Pyspark Dataframe Convert country names to ISO codes with country-converter
Solution 1:
Update:
In case of huge data you can use dictionary to map all the values.
import country_converter as coco
from pyspark.sql.types import StringType
from pyspark.sql.functions import udf, lit, collect_set, create_map
from itertools import chain
data = [['United States'],['United Kingdom'],['Not a country']]*200000
df = spark.createDataFrame(data,['countries'])
#Create a {country:contry formatted} dictionary by only using unique values.
unique_countries = df.select("countries").distinct().rdd.flatMap(lambda x: x).collect()
unique_countries_formatted = coco.convert(unique_countries,to='ISO3', not_found=None)
uc_dict = dict(zip(unique_countries,unique_countries_formatted))
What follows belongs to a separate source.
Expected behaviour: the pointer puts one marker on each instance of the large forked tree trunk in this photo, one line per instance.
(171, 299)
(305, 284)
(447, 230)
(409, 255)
#create a map to apply on df
mapping_expr = create_map([lit(x) for x in chain(*uc_dict.items())])
#apply the df
df = df.withColumn('countries_formatted', mapping_expr[df.countries])
df.show()
Command took 8.85 seconds. 200k records under 8.5sec
You should use UDF
to do it.
import country_converter as coco
from pyspark.sql.types import StringType
from pyspark.sql.functions import udf, lit
df = spark.createDataFrame([['United States'],
['United Kingdom'],
['Not a country'],
[None]],['countries'])
def country_converter(country): # define function here
if country:
return coco.convert(country, to='ISO3', not_found=None)
return None
cc_udf = udf(country_converter, StringType()) #register udf
df = df.withColumn("countries_formatted",cc_udf(df.countries))
df.show()
Output:
+--------------+-------------------+
| countries|countries_formatted|
+--------------+-------------------+
| United States| USA|
|United Kingdom| GBR|
| Not a country| Not a country|
| null| null|
+--------------+-------------------+